We are told that over the past 13 years Part 6 of PPERA has been tried and tested – but it has not. It has largely been ignored; it has never been tested in the courts; and I think that we should subject some of that to scrutiny in Committee. It is complex and difficult to understand; it is full of vague expressions, when clarity is needed; and it is subject to unsatisfactory advice by the Electoral Commission over the years. Those comments apply to PPERA, not just the Bill that we now have to amend it.
The whole thing is poor, flawed legislation. Whether we can make anything sensible out of it, we will find out in the next few weeks. This part of PPERA and these issues have really come to prominence only as a result of the present Bill – because the thresholds and spending limits are being reduced and what is defined as controlled expenditure is being substantially increased. That has put considerable fear among the campaigning organisations, whether or not they are charities, and that is what is causing the problems before us today. All of us – the Opposition, the Cross Benches and the two government parties – need to get together and try to thrash out a way in which to make this legislation a great deal better than it is now.

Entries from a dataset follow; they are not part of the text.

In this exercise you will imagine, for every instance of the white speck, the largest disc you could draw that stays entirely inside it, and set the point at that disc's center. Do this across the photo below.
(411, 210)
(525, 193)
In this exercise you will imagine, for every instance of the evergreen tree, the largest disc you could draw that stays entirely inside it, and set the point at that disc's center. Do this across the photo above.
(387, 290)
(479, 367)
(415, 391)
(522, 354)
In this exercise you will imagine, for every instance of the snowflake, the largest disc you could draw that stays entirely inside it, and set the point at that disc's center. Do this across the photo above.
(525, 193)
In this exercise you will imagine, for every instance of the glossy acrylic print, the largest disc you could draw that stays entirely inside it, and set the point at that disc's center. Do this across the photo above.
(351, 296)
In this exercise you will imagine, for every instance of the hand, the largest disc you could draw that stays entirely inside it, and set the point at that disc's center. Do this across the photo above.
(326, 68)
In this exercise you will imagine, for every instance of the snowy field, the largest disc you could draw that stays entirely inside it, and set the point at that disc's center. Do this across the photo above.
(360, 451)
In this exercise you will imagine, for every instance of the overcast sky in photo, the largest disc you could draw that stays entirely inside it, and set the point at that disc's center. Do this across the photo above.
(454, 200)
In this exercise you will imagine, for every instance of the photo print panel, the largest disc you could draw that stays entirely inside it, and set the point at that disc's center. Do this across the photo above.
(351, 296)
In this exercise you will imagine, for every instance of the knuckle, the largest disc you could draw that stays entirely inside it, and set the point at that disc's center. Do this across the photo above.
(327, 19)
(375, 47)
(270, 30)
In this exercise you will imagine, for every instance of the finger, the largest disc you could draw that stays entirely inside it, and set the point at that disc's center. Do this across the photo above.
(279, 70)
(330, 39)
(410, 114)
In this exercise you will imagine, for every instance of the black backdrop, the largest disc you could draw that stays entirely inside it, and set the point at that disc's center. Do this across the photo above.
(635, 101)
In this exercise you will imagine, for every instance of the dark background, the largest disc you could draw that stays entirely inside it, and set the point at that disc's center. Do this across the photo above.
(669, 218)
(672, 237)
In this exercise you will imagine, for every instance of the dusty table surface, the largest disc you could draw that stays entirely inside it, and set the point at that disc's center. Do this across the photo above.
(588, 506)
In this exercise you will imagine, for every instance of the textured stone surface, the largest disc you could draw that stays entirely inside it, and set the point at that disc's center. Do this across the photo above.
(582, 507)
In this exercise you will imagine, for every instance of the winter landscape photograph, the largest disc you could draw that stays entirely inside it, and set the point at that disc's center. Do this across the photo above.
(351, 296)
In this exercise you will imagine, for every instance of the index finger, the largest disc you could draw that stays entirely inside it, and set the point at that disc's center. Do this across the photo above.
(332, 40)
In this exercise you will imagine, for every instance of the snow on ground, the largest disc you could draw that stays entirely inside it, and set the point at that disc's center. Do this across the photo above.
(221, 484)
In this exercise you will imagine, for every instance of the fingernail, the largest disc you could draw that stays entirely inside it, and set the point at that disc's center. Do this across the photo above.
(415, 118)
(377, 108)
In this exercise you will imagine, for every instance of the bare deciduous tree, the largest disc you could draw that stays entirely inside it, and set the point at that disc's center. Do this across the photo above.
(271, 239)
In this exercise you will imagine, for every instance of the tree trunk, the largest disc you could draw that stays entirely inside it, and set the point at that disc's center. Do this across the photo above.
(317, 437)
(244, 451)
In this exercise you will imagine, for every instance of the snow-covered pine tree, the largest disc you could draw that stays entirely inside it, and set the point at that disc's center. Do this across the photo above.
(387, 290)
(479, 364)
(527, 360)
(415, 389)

Constituency campaigning has a new emphasis in this Bill. It is a very difficult issue in relation to third-party campaigning, because it is within the confines of a particular electoral area, which is obviously considerably smaller than one of the nations of this country. It is considerably easier, if people have a lot of money, to throw money at a particular constituency and seriously affect the election result. This is a serious problem, and it is no good us pretending that it is not.
Yet we live in a changing world, in which political and campaigning energies are more and more being directed into single-issue and themed campaigning groups. At the same time, coming from a different direction is the threat of a large amount of money and corporate power being used in this country. It is not necessarily exactly the same as the super-PACs that are so distorting politics in the United States of America, but the same kind of problem is occurring. It is not easy to find a way in which to regulate all this, and to fit that into the traditional system of controls and regulation that is based on political parties and candidates. These are difficult areas at national levels. They are most difficult at the level of individual electoral areas, constituencies or even local government wards.
It is rightly said that this Bill has had a disgraceful lack of scrutiny, and I agree with that. But we are where we are. The Government are not going to withdraw it, and it is not going to stop. So the task before us is to test the Bill rigorously, line by line and clause by clause in Committee. We have to look at workability, which is crucial, as well as proportionality and unintended consequences, and one or two of the principles in it. If we can work together as a House and the Government can work with us, we can make a much better fist of this Bill than we have at the moment.